First of all, you get to triple it. Ctrl+? and Shift+? both, so your 13 keys are 39 before you go reserving those 3 you mentioned. I'd like to add to this consideration that you also get 7-9, 0, -, and =, (plus their Ctrl and Shift variants) for lesser used and non-timing-critical abilities. This means that while you may only have 36 keybinds available for quick-action things, you can still bind another 18 longer duration buffs, rare cleanses, items, UI windows, or other interactions indicated by your game.
At that point you can have 4 full hotbars, with at least 30 "quick-reaction" abilities, effortlessly. Key bindings are not the constraint. The player experience you want, and the overall structure of your combat design are what dictate your ability pool, and how many abilities you allow, and expect/require your players to take.
DerToastinator wrote: »I think you should be able to decide what abilities fit your playstyle and only be able to choose or talent in a select number of abilities. This would cut down on rotation bloat, refine your character identity and lead to interesting choices along the way.
(Example Ranger: do I choose to specialize into barrage and be mobile while shooting, or choose to talent the stationary snipe for big dmg, but must have a snare in my kit to keep distance? Or try to have both but lack in another department)
I solemnly believe this would bring out YOUR identity.
It also ensures not every class will feel the same, because you cannot take everything and might need others to help elevate your weakspots, when facing tougher foes.

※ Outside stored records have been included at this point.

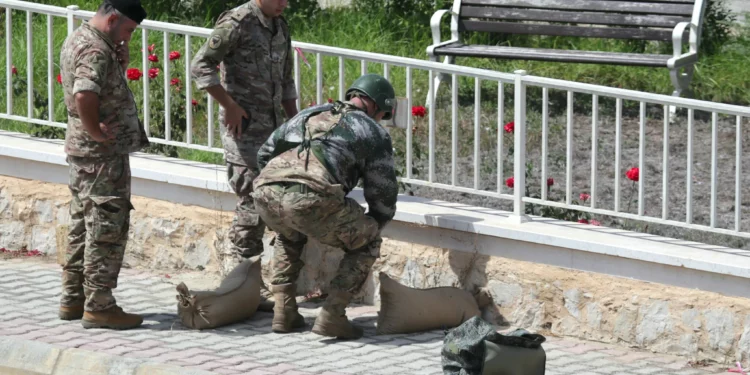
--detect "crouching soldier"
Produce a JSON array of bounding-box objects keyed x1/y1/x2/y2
[{"x1": 253, "y1": 74, "x2": 398, "y2": 339}]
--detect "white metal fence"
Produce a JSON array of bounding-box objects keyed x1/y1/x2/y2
[{"x1": 0, "y1": 0, "x2": 750, "y2": 238}]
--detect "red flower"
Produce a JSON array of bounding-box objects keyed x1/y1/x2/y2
[
  {"x1": 625, "y1": 167, "x2": 640, "y2": 182},
  {"x1": 127, "y1": 68, "x2": 143, "y2": 81}
]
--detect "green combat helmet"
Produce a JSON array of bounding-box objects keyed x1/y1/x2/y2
[{"x1": 346, "y1": 74, "x2": 396, "y2": 120}]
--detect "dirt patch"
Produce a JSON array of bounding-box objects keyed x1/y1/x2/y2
[{"x1": 391, "y1": 102, "x2": 750, "y2": 249}]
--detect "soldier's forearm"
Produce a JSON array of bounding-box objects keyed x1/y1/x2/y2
[
  {"x1": 281, "y1": 99, "x2": 298, "y2": 118},
  {"x1": 206, "y1": 85, "x2": 237, "y2": 109},
  {"x1": 75, "y1": 91, "x2": 102, "y2": 138}
]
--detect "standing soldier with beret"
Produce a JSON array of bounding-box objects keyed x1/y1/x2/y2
[
  {"x1": 192, "y1": 0, "x2": 297, "y2": 311},
  {"x1": 59, "y1": 0, "x2": 148, "y2": 329}
]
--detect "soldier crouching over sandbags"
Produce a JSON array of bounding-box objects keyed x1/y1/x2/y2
[{"x1": 253, "y1": 74, "x2": 398, "y2": 339}]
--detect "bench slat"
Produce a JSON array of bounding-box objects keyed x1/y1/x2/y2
[
  {"x1": 461, "y1": 6, "x2": 690, "y2": 29},
  {"x1": 435, "y1": 43, "x2": 672, "y2": 68},
  {"x1": 459, "y1": 20, "x2": 672, "y2": 41},
  {"x1": 461, "y1": 0, "x2": 694, "y2": 16}
]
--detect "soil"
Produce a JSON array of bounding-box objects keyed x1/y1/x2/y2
[{"x1": 391, "y1": 102, "x2": 750, "y2": 249}]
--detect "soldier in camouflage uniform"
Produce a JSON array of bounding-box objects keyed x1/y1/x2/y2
[
  {"x1": 192, "y1": 0, "x2": 297, "y2": 311},
  {"x1": 253, "y1": 74, "x2": 398, "y2": 339},
  {"x1": 60, "y1": 0, "x2": 148, "y2": 329}
]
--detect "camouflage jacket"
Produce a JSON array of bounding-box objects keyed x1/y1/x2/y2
[
  {"x1": 192, "y1": 0, "x2": 297, "y2": 166},
  {"x1": 255, "y1": 102, "x2": 398, "y2": 228},
  {"x1": 60, "y1": 23, "x2": 149, "y2": 157}
]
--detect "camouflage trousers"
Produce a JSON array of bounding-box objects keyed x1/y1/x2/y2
[
  {"x1": 253, "y1": 184, "x2": 382, "y2": 294},
  {"x1": 60, "y1": 154, "x2": 133, "y2": 311},
  {"x1": 222, "y1": 163, "x2": 266, "y2": 273}
]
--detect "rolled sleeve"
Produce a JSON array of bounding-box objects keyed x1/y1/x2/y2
[
  {"x1": 73, "y1": 78, "x2": 102, "y2": 95},
  {"x1": 73, "y1": 48, "x2": 110, "y2": 95},
  {"x1": 190, "y1": 21, "x2": 239, "y2": 90}
]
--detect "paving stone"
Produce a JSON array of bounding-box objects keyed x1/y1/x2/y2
[{"x1": 0, "y1": 260, "x2": 732, "y2": 375}]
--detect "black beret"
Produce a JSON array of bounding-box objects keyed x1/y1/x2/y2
[{"x1": 105, "y1": 0, "x2": 146, "y2": 24}]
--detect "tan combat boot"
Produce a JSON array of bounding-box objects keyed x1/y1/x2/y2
[
  {"x1": 271, "y1": 283, "x2": 305, "y2": 333},
  {"x1": 313, "y1": 291, "x2": 363, "y2": 340},
  {"x1": 81, "y1": 305, "x2": 143, "y2": 329},
  {"x1": 58, "y1": 304, "x2": 83, "y2": 320},
  {"x1": 258, "y1": 277, "x2": 274, "y2": 312}
]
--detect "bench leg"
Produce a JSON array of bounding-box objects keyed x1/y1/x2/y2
[
  {"x1": 669, "y1": 65, "x2": 695, "y2": 121},
  {"x1": 424, "y1": 56, "x2": 456, "y2": 108}
]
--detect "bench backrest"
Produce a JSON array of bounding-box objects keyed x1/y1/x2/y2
[{"x1": 454, "y1": 0, "x2": 707, "y2": 41}]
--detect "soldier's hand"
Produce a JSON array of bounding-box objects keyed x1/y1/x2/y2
[
  {"x1": 91, "y1": 114, "x2": 120, "y2": 143},
  {"x1": 226, "y1": 103, "x2": 250, "y2": 138},
  {"x1": 115, "y1": 43, "x2": 130, "y2": 69}
]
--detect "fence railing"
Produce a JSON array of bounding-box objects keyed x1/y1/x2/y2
[{"x1": 0, "y1": 0, "x2": 750, "y2": 238}]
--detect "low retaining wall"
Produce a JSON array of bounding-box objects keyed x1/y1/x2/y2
[{"x1": 0, "y1": 176, "x2": 750, "y2": 363}]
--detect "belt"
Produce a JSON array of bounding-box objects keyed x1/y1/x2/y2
[{"x1": 268, "y1": 181, "x2": 315, "y2": 194}]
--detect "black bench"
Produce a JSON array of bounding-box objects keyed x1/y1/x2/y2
[{"x1": 427, "y1": 0, "x2": 708, "y2": 96}]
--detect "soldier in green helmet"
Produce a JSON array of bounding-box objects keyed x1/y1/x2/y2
[{"x1": 253, "y1": 74, "x2": 398, "y2": 339}]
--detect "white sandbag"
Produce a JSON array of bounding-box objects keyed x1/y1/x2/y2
[
  {"x1": 177, "y1": 256, "x2": 261, "y2": 329},
  {"x1": 377, "y1": 272, "x2": 484, "y2": 335}
]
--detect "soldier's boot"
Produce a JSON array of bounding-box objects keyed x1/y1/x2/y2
[
  {"x1": 81, "y1": 305, "x2": 143, "y2": 329},
  {"x1": 58, "y1": 304, "x2": 83, "y2": 320},
  {"x1": 312, "y1": 290, "x2": 363, "y2": 340},
  {"x1": 258, "y1": 277, "x2": 275, "y2": 312},
  {"x1": 271, "y1": 283, "x2": 305, "y2": 333}
]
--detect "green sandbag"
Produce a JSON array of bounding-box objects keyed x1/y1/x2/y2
[
  {"x1": 441, "y1": 316, "x2": 547, "y2": 375},
  {"x1": 482, "y1": 340, "x2": 547, "y2": 375}
]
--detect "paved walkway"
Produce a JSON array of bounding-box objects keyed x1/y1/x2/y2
[{"x1": 0, "y1": 259, "x2": 727, "y2": 375}]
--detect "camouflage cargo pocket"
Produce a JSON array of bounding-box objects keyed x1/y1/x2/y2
[{"x1": 90, "y1": 196, "x2": 134, "y2": 243}]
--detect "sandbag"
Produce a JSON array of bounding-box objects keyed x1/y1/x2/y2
[
  {"x1": 482, "y1": 340, "x2": 547, "y2": 375},
  {"x1": 442, "y1": 317, "x2": 547, "y2": 375},
  {"x1": 177, "y1": 256, "x2": 261, "y2": 329},
  {"x1": 377, "y1": 272, "x2": 480, "y2": 335}
]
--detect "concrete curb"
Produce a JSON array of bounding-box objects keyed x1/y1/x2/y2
[{"x1": 0, "y1": 337, "x2": 216, "y2": 375}]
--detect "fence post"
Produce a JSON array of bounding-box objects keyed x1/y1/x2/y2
[
  {"x1": 510, "y1": 70, "x2": 529, "y2": 224},
  {"x1": 66, "y1": 5, "x2": 79, "y2": 35}
]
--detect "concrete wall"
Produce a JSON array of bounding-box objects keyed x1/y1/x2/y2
[
  {"x1": 0, "y1": 132, "x2": 750, "y2": 363},
  {"x1": 0, "y1": 177, "x2": 750, "y2": 363}
]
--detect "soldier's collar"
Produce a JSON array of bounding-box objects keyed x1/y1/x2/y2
[
  {"x1": 250, "y1": 0, "x2": 276, "y2": 30},
  {"x1": 81, "y1": 22, "x2": 115, "y2": 51}
]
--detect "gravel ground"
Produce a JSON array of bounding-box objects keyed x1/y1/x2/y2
[{"x1": 392, "y1": 100, "x2": 750, "y2": 249}]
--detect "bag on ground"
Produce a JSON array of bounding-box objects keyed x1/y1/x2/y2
[
  {"x1": 377, "y1": 272, "x2": 481, "y2": 335},
  {"x1": 442, "y1": 317, "x2": 547, "y2": 375},
  {"x1": 177, "y1": 256, "x2": 261, "y2": 329}
]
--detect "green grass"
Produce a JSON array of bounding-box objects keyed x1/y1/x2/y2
[{"x1": 0, "y1": 0, "x2": 750, "y2": 167}]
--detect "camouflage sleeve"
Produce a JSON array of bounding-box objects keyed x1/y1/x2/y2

This is a much better reason to have fewer abilities available to players, one that I can agree with, and one that I think we'll get. Steven has said repeatedly that you will not be able to take all abilities your class offers. He has spoken as well about the decision to go 'wide' or 'deep' with your skill tree, such that even choosing to buy more abilities has a meaningful tradeoff in terms of their power.
But even this doesn't answer the question of how many hotbar slots a player should tend to have. That can only be decided by the type, level, and variety of tactical complexity you choose for your combat design, and a developer has a large degree of freedom to tune those various aspects against each other to produce the experience they want.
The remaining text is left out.